Quem atua no meio jurídico, não raras vezes, se depara com terceiro estranho à relação jurídica, como sócio administrador de sociedades empresariais, sócio fantasioso esse que jamais operou diretamente as atividades da empresa, com nenhum ou quase nenhum patrimônio e, ironicamente, quando se faz o levantamento de dados em juntas comerciais, consta como sócio administrador de outras sociedades empresariais, sem qualquer vínculo, seja societário, patrimonial ou relacional.
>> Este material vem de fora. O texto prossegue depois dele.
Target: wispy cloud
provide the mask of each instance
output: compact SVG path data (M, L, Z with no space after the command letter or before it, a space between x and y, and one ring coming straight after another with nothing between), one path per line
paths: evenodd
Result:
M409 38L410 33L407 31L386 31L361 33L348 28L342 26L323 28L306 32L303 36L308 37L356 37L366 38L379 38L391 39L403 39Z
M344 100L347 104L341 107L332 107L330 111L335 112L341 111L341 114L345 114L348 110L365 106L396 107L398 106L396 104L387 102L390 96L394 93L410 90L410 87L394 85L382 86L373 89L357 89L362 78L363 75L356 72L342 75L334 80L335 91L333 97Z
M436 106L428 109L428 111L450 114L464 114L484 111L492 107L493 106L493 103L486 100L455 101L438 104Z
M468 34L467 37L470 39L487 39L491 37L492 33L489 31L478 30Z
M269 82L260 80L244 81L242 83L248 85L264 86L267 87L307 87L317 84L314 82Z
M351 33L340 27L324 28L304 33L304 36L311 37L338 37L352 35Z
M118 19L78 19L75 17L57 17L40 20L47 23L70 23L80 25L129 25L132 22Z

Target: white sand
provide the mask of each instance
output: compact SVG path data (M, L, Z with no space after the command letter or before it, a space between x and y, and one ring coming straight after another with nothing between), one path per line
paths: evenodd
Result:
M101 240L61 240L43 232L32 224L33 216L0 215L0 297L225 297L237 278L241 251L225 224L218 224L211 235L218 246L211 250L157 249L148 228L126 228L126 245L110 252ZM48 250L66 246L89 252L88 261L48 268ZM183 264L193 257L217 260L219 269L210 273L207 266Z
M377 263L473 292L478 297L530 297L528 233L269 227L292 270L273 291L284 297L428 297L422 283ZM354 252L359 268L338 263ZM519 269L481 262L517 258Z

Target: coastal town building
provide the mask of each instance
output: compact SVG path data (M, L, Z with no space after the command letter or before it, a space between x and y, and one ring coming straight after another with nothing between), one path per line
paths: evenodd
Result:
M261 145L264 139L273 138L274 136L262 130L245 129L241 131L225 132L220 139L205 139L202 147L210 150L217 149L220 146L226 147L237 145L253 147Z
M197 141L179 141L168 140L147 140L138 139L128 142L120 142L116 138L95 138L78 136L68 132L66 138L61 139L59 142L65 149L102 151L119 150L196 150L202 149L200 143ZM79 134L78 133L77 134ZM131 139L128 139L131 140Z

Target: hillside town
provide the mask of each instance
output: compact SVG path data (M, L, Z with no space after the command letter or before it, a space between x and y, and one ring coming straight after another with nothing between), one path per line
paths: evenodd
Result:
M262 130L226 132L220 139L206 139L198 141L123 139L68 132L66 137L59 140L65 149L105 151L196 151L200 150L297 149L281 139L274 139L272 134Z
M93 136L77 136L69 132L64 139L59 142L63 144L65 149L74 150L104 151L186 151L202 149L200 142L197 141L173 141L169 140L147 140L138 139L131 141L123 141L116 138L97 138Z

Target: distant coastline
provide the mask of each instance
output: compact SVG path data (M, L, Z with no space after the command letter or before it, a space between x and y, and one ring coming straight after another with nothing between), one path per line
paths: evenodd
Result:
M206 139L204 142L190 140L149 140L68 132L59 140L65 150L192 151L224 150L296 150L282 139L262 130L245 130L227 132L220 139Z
Não é novidade que a figura do laranja vem sendo combatida, especialmente no meio fiscal, mas tem com um enorme caminho tortuoso para sua comprovação. Sim, não basta afirmar ou se assegurar na existência de indícios, há a necessidade de cristalização da prática de auto responsabilização de gerenciamento de sociedades como pura manobra de inviabilizar o recebimento de créditos pelos credores. Por outro lado, o sócio oculto, figura emblemática nas tramas da ocultação patrimonial, caracteriza-se pelo exercício do controle ou significativa influência em uma sociedade empresarial, sem que seu nome figure nos registros societários. Esta situação engendra significativas dificuldades na apuração de responsabilidades e na efetivação de direitos creditórios.

Não é surpresa. Nas relações do dia a dia, especialmente nas conversas informais, se observa a naturalização do “fenômeno” da profissionalização do “laranja”. Há um comércio informal da venda de dados pessoais com fito de inserir na figura de sócio pessoa absolutamente estranha à atividade societária como fenômeno de relações interpessoais. A verdadeira sociedade de pessoas passou a ser comercializada como uma suposta blindagem patrimonial sem fundo de responsabilidade. Afinal, o que irá ser encontrado de bens e valores de uma pessoa que não faz parte faticamente da vida da sociedade, não partilha rendas e ativos, não possui o capital de giro e que absolutamente alheia à “vida” da sociedade empresarial, em caso de demanda dos credores?! Nada. As figuras do sócio oculto e do sócio laranja, em particular, emergem como um desafio proeminente às práticas tradicionais de responsabilização e transparência empresarial.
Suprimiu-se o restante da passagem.